吳大爺不想浪費王爍用命尋來的靈果,嘆道:
「小王,我這一把年紀了,腿有沒有用,都不礙事的。」
「老爺子,你我間就別客氣了,又不是只有一枚,你讓程姑娘給你看看。」王爍堅持道。
他始終記得,是吳大爺在五年前收留了他。
吳大爺無奈,抬起褲腿,露出那條細長、乾癟、青黑色且毫無生機的右腿。
程湛清微微凝神,漂亮的雙眸有莫名的符文顯現,散發著琉璃一般的色彩,讓人看起來有股神聖感。
片刻後,她開口道:
「老人家的右腿沒有完全壞死,血液還在流動,服用那種靈果後,右腿會漸漸復甦,只不過……」
吳大爺見她遲疑,笑道:
「姑娘盡可說,老頭子任何話都聽得。
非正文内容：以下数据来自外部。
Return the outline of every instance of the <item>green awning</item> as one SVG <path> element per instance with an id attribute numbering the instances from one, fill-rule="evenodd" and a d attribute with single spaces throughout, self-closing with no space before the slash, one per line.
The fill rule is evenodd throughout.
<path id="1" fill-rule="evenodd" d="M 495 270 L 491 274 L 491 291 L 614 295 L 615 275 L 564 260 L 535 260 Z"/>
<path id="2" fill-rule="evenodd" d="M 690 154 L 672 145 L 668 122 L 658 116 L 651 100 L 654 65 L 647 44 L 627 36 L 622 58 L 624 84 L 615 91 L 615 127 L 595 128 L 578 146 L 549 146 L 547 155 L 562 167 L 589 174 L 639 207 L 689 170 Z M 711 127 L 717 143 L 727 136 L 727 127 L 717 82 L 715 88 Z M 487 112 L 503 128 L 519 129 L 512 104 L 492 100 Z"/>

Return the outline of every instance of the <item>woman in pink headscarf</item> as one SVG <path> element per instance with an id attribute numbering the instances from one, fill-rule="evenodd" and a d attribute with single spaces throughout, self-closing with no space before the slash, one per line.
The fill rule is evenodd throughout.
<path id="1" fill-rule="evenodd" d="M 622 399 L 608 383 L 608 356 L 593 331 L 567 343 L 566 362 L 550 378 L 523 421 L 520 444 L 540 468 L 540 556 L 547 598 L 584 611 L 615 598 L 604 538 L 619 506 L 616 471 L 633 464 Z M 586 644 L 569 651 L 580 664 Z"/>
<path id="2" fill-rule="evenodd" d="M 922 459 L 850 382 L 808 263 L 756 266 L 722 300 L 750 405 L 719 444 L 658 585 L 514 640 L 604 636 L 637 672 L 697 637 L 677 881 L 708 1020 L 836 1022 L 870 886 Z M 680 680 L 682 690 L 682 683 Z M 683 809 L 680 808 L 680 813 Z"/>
」
程湛清繼續道:
「你的右腿復甦後,之前未被「降服」的山也會重新復甦,到時,你要再一次面對它,若是能「降服」,可保右腿恢復原樣。
「若是不能,情況會比現在更嚴重。」
王爍皺眉,吳大爺早年便是沒有「降服」第三座山,如今年歲大了,還能成嗎?
吳大爺聽聞後,並未浮現畏懼之色,一雙渾濁的老眼中反而散發出一股鋒芒。
「我這些年來,從未荒廢過一日之功,現在的我比之年輕的我,更強,按照程姑娘的說法,我有信心「降服」它。」
王爍把五枚靈果全數推給吳大爺,想著讓這些靈果為吳大爺兜底,畢竟,這些果子只能助人降服第二座山。
吳大爺卻只取了兩枚,說道:
「小王,兩枚足以,你這次能把靈果帶回來,我很感激,也很高興,但不要讓我愧疚,兩枚若是不成,是我的命。」
王爍聽出了老人語氣中的堅決與自信,不再多說什麼,笑道:
「是我小看老爺子了。」
此事告一段落。
吳大爺問道:
「小王,你還要出去躲些時日嗎?」
王爍搖頭,道:
「我準備在鋪子地窖待一段時間,過些時日再出來。」
吳大爺點頭,起身對著程湛清拱手,說道:
「多謝程姑娘。」
程湛清起身擺手道:
「無礙,開山失敗的情況,我也是第一次見,算是漲了見識。」
吳大爺聽著這姑娘認真的話語,倒是沒有生氣,只是老臉一紅,有些無措。
王爍趕忙起身,道:
「程姑娘,時間不早,我送送你。」
程湛清遲疑一陣,點頭。
出了屋子。
程湛清問道:「我是不是說錯了什麼?」
王爍笑道:「不用在意,吳大爺知曉程姑娘沒有惡意。」
「惡意?」程湛清認真道:
「看來,外面開山失敗的人,確實不少。」
王爍一時無語,厚著臉皮問出了先前心中的疑惑:
「程姑娘,降服一詞,是何解?」
程湛清依舊問有所答,道:
「降服,有為己所用之意,山也是如此。」
她見王爍還是一臉疑惑後,輕抬素手,一陣琉璃色彩的光出現在她的手中。
王爍看著她手中的琉璃光時而變成雷紫花株,時而變成一根精緻的髮簪,時而變成一個小人兒……
這種光時而金黃,時而變藍,時而深紫……
絢麗至極,變幻無窮。
他根本分不清是虛是實,但能感受到那股琉璃光極度危險。